Outragé par le 11 made in CFA de Leonardo Jardim, la « demi de rêve » a tourné à la parodie. Heureusement, les Parisiens, eux, ont joué le jeu et respecté l’adversaire ainsi que la légendaire épreuve.

Areola (6) : Le grand quotidien du sport le disait au plus bas mentalement dans son édition du matin et il est effectivement apparu très fragile sur ses 2 arrêts-reflex à 0-0 (19eme et 20eme).  On l’a également retrouvé très concentré après le repos avec 2 nouvelles parades impeccables. Non, vraiment son malaise était criant ce soir…

Meunier (6) : Il avait un boulevard devant lui et l’a surtout exploité en 1ere période avec des déboulés déconcertants de facilité. Hélas, la précision n’a pas toujours été au RDV.

Thiago Silva (6) : Hormis une frayeur sur laquelle il place Areola en difficulté (19eme), il a passé une soirée très tranquille, s’appliquant à relancer propremlent.

Marquinhos (6,5) : Même topo que son capitaine, la frayeur en moins et un but opportuniste en plus (5-0, 90eme). C’est dire s’il n’a pas eu à forcer pour museler Germain.

Maxwell (7) : Dans la lignée de ses derniers matchs, une très grosse activité. Pour un peu, on aurait pu croire que c’était lui le gamin tant on l’a vu multiplié les aller-retours et finir par d’excellents centres. Bref, Papy fait de la résistance !

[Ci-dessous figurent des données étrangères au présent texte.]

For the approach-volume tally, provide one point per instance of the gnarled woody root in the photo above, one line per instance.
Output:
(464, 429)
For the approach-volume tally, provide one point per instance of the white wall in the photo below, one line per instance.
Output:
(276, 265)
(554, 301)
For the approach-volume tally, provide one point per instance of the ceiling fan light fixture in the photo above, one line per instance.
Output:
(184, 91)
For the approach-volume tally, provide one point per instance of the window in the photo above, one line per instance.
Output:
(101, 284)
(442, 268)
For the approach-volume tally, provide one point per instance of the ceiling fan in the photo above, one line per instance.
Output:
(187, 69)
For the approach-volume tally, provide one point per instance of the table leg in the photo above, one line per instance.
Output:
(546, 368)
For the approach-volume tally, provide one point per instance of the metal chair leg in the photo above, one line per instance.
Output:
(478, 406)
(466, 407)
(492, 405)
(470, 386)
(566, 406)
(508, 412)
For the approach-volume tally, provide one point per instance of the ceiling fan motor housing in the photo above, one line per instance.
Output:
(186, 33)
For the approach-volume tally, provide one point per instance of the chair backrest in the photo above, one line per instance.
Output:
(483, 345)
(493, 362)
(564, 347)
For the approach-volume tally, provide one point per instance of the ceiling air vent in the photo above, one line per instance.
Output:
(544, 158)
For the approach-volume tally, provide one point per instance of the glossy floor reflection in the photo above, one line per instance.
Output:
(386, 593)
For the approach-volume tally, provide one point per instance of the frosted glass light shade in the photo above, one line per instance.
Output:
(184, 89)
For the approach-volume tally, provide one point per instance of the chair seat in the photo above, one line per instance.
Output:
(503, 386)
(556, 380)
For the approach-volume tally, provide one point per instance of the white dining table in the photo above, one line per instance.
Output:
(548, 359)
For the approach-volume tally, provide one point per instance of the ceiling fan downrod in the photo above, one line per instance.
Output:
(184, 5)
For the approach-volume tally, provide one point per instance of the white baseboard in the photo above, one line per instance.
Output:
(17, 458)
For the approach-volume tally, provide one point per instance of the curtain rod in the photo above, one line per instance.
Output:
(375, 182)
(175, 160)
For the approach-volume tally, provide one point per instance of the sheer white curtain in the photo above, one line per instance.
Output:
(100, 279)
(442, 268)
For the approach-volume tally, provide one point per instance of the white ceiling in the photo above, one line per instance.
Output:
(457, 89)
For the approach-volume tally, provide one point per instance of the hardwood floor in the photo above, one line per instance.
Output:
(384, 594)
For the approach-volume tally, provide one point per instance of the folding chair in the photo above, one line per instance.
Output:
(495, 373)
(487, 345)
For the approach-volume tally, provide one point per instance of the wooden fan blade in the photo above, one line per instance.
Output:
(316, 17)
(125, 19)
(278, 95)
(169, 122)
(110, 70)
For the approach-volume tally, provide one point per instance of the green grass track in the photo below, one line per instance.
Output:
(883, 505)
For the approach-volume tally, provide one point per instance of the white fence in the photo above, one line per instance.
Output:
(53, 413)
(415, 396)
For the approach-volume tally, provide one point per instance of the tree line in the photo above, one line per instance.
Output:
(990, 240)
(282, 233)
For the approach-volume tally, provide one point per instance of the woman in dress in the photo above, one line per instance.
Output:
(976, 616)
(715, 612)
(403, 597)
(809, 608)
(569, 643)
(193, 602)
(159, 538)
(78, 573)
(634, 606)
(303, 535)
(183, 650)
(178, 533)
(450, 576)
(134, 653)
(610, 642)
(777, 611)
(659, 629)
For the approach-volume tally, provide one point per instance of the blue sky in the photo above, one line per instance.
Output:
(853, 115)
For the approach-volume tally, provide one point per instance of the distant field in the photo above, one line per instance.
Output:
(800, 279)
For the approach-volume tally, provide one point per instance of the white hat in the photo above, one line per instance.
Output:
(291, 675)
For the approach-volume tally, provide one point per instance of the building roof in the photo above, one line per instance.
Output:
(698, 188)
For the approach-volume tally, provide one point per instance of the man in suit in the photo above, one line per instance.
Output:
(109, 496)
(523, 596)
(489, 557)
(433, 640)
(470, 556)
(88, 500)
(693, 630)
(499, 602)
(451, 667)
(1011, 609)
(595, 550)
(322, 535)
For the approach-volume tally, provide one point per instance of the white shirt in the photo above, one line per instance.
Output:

Verratti (6) : Il a joué à l’économie même si on l’a parfois vu dans les 20 derniers mètres monégasques.  Ce n’est pas la première fois qu’on le dit depuis Barcelone si bien qu’on pourrait se demander s’il a l’esprit bien libre en ce moment.

Thiago Motta (6) : Lui aussi à jouer sans forcer, tout en s’assurant de la fluidité du jeu parisien mais dans son cas, on privilégiera plus la piste de la gestion de fin de saison. Il est d’ailleurs remplacé dès l’heure de jeu par Rabiot, qui s’est installé dans ses chaussons.

Matuidi (7) : Les mauvaises langues (ou ceux qui ne le suivent pas sur une saison) vous diront que c’est la perspective d’un transfert qui le font tant cavaler en ce moment. Même s’il y a peut-être un fond de vérité dans cette idée, on se permettra plutôt de penser que sa soif de victoire et de titres demeure intacte malgré son palmarès national titanesque. Un exemple pour la jeunesse !

Di Maria (7) : 3 passes décisives plus la frappe à l’origine du 1er but, El Fideo a encore tenu son rang. Il ne marque pas certes, mais il était clairement en mode altruiste ce soir. Remplacé par Lucas (59eme), auteur d’une entrée dynamique… et comme souvent peu efficace.

Cavani (7) : Après 2 tentatives mollassonnes en début de match, on a vite retrouvé le vrai Matador, rageur pour arracher le1er but et divinement inspiré sur le 2eme (31eme). Remplacé par Guedes (69eme), toujours aussi peu impressionnant, même contre une CFA.

Draxler (6) : Décidemment, son retour en forme tarde à se concrétiser. Il marque OK mais il a encore une fois disparu après le repos. Manque de caisse après son retour de blessure ou digestion de son arrivée à Paris. L’avenir nous le dira très vite.

Emery (7) : Jardim avait décidé de bafouer l’esprit de cette 100eme Coupe de France, Emery,  lui, l’a respecté de bout en bout, malgré un match capital dimanche à Nice. Au final, son onze (type) aura disputé un sympathique entraînement, sans jamais prendre son adversaire de haut. Du travail de pros.